In part one
of this series, we discussed the different types of databases available on the market today. In part two
, we discussed how to choose the right database for your requirements. Today, we are going to look at some additional factors you should consider when selecting a database.
Let’s get started.
Additional Factors to Consider When Choosing a Database
After reviewing the first two posts, we know a bit more about the types of databases, as well as how they function and what problems they can solve. And we looked at the CAP theorem as one way to help evaluate which database engine will meet your requirements. But the reality is that there are many additional factors to consider when selecting a database engine. I’ve mentioned a few already, but let’s build a list and add some commentary.
ACID vs. BASE
Relational database engines do ACID (Atomicity, Consistency, Isolation, and Durability) very well, whereas NoSQL engines use BASE (Basic Availability, Soft-state, and Eventual consistency) to achieve the performance offered through horizontal scaling, high availability (HA), and fault tolerance. This is why I wrote in part one
that relational systems tend to favor writes, and NoSQL systems tend to favor reads.

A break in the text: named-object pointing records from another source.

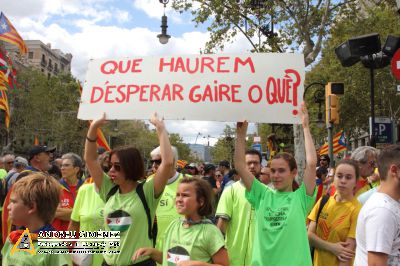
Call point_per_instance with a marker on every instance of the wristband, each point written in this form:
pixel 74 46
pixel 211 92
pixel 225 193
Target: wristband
pixel 91 140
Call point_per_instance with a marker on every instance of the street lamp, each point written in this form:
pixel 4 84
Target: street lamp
pixel 368 50
pixel 164 37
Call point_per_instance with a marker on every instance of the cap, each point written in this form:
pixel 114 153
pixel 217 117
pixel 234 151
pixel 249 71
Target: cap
pixel 326 157
pixel 20 161
pixel 209 167
pixel 225 164
pixel 101 150
pixel 181 164
pixel 39 149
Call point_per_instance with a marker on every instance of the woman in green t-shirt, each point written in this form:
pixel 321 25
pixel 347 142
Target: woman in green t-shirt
pixel 280 236
pixel 194 240
pixel 124 209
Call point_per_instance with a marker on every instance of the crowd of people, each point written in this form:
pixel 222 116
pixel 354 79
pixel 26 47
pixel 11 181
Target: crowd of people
pixel 180 213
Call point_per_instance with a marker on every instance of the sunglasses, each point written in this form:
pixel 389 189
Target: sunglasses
pixel 117 166
pixel 156 161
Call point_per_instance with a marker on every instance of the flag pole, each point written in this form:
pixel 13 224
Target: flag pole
pixel 330 144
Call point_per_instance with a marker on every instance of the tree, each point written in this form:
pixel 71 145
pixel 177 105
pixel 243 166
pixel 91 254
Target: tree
pixel 46 109
pixel 300 25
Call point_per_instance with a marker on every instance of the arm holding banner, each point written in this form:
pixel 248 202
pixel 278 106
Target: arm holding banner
pixel 311 154
pixel 239 157
pixel 91 151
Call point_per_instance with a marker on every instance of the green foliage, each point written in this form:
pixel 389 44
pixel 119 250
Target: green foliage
pixel 45 108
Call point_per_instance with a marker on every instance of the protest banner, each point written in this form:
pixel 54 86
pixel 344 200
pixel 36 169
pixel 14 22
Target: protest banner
pixel 263 87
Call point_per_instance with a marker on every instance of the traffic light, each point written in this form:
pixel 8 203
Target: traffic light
pixel 332 101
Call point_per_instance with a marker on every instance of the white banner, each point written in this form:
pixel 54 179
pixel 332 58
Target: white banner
pixel 254 87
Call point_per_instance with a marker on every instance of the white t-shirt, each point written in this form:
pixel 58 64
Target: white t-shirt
pixel 378 229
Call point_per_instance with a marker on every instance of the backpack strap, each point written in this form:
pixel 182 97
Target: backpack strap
pixel 152 230
pixel 112 191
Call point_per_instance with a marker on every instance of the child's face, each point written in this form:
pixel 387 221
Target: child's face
pixel 186 200
pixel 281 175
pixel 18 211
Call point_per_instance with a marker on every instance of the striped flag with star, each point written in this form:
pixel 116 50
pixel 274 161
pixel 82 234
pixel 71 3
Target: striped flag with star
pixel 339 144
pixel 9 34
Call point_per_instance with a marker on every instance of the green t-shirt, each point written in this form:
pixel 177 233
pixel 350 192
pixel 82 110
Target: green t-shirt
pixel 166 211
pixel 280 234
pixel 234 207
pixel 22 258
pixel 88 211
pixel 125 213
pixel 3 173
pixel 198 242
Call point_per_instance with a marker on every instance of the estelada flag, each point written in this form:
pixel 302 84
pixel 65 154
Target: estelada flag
pixel 4 106
pixel 9 34
pixel 339 144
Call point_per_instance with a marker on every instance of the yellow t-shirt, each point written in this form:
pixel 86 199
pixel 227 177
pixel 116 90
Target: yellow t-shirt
pixel 337 222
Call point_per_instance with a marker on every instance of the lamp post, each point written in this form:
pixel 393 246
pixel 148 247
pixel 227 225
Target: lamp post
pixel 368 50
pixel 164 37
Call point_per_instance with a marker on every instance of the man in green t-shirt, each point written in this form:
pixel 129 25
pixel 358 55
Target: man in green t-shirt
pixel 236 216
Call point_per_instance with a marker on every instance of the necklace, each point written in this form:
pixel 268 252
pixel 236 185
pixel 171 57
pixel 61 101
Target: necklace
pixel 186 223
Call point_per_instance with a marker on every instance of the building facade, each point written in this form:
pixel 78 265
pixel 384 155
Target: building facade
pixel 50 62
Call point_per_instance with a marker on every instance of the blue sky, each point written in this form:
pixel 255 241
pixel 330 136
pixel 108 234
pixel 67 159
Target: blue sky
pixel 115 28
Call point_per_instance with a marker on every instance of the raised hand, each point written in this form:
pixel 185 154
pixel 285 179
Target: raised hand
pixel 304 115
pixel 157 122
pixel 241 128
pixel 341 250
pixel 99 122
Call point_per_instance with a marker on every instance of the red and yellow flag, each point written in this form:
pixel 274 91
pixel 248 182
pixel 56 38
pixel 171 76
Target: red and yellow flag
pixel 9 34
pixel 339 144
pixel 8 73
pixel 4 106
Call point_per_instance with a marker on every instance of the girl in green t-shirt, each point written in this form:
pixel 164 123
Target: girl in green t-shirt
pixel 193 240
pixel 124 210
pixel 280 236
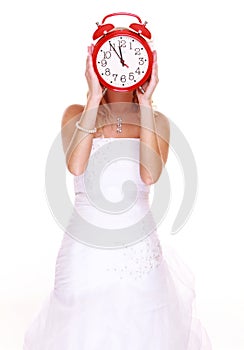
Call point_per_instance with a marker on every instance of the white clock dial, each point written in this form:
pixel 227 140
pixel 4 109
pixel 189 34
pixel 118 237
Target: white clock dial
pixel 122 61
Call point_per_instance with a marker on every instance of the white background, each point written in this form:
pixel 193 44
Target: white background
pixel 200 54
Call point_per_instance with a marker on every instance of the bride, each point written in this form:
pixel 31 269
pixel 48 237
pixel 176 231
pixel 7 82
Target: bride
pixel 114 287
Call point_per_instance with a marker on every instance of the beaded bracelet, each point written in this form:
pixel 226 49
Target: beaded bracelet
pixel 90 131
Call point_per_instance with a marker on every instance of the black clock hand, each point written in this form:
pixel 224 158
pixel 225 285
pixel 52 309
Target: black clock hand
pixel 121 58
pixel 115 50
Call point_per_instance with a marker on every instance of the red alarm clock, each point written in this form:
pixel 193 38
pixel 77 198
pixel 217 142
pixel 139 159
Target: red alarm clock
pixel 122 58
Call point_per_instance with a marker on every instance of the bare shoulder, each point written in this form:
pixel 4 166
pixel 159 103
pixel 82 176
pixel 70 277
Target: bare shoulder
pixel 72 112
pixel 162 125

Your database engine must have the ability to be highly available. However, that may come at a high price. For example, clustering or adding nodes will also increase hardware and software costs. Make certain you understand the topology of the HA architecture
and all associated costs.
You should review your disaster recovery plans to make certain your database engine meets your requirements and defined SLAs. If it takes too long to backup and restore, you may not want that engine. Or, if backups aren’t an option, and you need to restore or recreate a bunch of flat files, you’ll want to know that before
disaster strikes. Oh, and before I forget, here is your reminder that HA != DR.
One of the most nebulous statements out there today: “that database doesn’t perform well.” You must understand your ratios of reads to writes and if your database engine is designed to maximize one or the other (or both). Also, you should understand that fast database performance
may be a result of a tradeoff somewhere else. For example, you may be promised amazeballs transaction velocity, but it’s the result of weaker consistency. If you need strong consistency, then you may not get the throughput you are promised.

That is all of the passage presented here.